Mieszkając w Niemczech mam zawsze dylemat w jakiej aptece kupić,bo jest ich jak grzybów po deszczu.Często jedna oddalona jest od drugiej kilkadziesiąt metrów,a zdarza się,że sąsiadują ze sobą.
Nie dosyć,że jesteś chory,to jeszcze musisz decydować w której kupić,czy ta do której idziesz jest ta właściwa.A wszystkie prześcigają się w przecenach leków.Jeśli jedna oferuje 35 % rabatu,to druga 40%
Co gorsza w jednej sprzedają tureckie,w innej indyjskie,a w trzeciej niemieckie dziewczyny.Są też takie,gdzie nacje sprzedawców są pomieszane.
I co mam robić jako patriota,gdy nie ma polskiej obsługi,no i nie wiem czy istnieje polska sieć aptek.Napychać obcokrajowcom kieszenie?
Kupuję w tych aptekach tylko dlatego,gdyż potrzebuję lekarstwa.

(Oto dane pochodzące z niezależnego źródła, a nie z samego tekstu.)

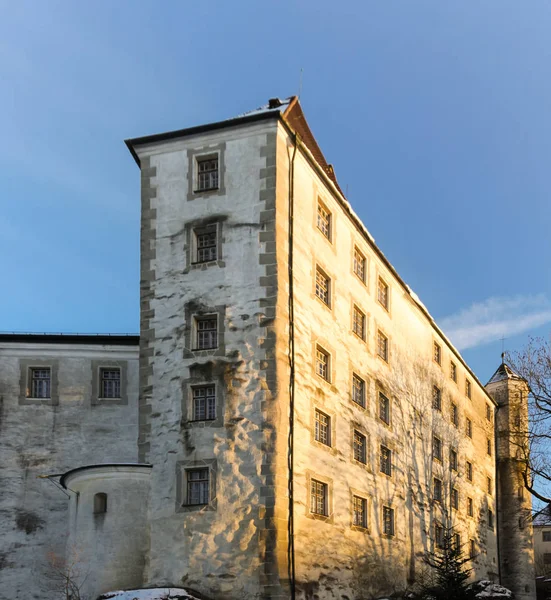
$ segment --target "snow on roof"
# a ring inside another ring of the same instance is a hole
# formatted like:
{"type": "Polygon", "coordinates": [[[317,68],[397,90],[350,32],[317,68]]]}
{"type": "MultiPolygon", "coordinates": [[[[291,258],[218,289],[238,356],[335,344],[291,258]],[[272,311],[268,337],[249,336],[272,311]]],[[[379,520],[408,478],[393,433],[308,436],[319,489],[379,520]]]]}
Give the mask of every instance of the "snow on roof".
{"type": "Polygon", "coordinates": [[[117,592],[106,592],[97,600],[198,600],[184,588],[152,588],[141,590],[120,590],[117,592]]]}

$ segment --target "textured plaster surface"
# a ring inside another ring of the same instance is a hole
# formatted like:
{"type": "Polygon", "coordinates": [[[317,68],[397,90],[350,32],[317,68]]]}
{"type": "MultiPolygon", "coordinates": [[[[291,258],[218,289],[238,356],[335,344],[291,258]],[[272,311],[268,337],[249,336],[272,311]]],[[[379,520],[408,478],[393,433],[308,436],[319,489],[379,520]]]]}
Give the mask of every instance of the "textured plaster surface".
{"type": "MultiPolygon", "coordinates": [[[[286,520],[276,515],[276,488],[285,506],[287,481],[283,468],[277,473],[285,434],[278,441],[275,428],[286,419],[276,403],[275,131],[273,123],[254,125],[141,156],[151,175],[142,175],[142,197],[151,198],[154,215],[154,223],[142,219],[141,335],[149,363],[141,448],[154,465],[149,585],[186,585],[217,598],[277,597],[285,586],[286,520]],[[221,147],[221,193],[189,202],[193,156],[221,147]],[[224,262],[190,270],[190,223],[213,218],[223,224],[224,262]],[[193,317],[214,313],[223,340],[216,350],[195,351],[193,317]],[[205,426],[190,422],[187,404],[190,385],[201,382],[222,391],[223,412],[205,426]],[[216,498],[204,510],[182,510],[181,469],[212,461],[216,498]]],[[[285,454],[280,460],[283,467],[285,454]]]]}
{"type": "Polygon", "coordinates": [[[47,554],[62,557],[68,498],[40,475],[137,458],[137,349],[3,344],[0,347],[0,598],[49,598],[47,554]],[[93,406],[94,360],[124,361],[126,406],[93,406]],[[20,403],[21,364],[57,363],[58,403],[20,403]]]}

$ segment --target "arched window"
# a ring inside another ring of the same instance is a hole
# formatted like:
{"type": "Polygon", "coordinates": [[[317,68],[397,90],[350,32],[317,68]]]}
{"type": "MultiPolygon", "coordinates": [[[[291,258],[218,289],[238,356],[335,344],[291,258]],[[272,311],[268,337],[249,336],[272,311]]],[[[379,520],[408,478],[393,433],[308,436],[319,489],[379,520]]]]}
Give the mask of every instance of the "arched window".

Muszę napisać do tutejszych władz by brały przykład z katowickich rozwiązań.Zamiast 20 aptek będzie jedna,ta słuszna.I nie będę miał dylematu w której kupić.Bo będzie ta jedna,jedynie słuszna i tam kupię.
Dobrze,by była jeszcze polska!
No następcy Stanisława Barei mieliby temat do dużo lepszego filmu niż "Miś",gdyby to w Niemczech tak zrobiono.No i przypomniałyby mi się czasy powojenne,gdy w latach pięćdziesiątych w mej dzielnicy miasta była jedna apteka.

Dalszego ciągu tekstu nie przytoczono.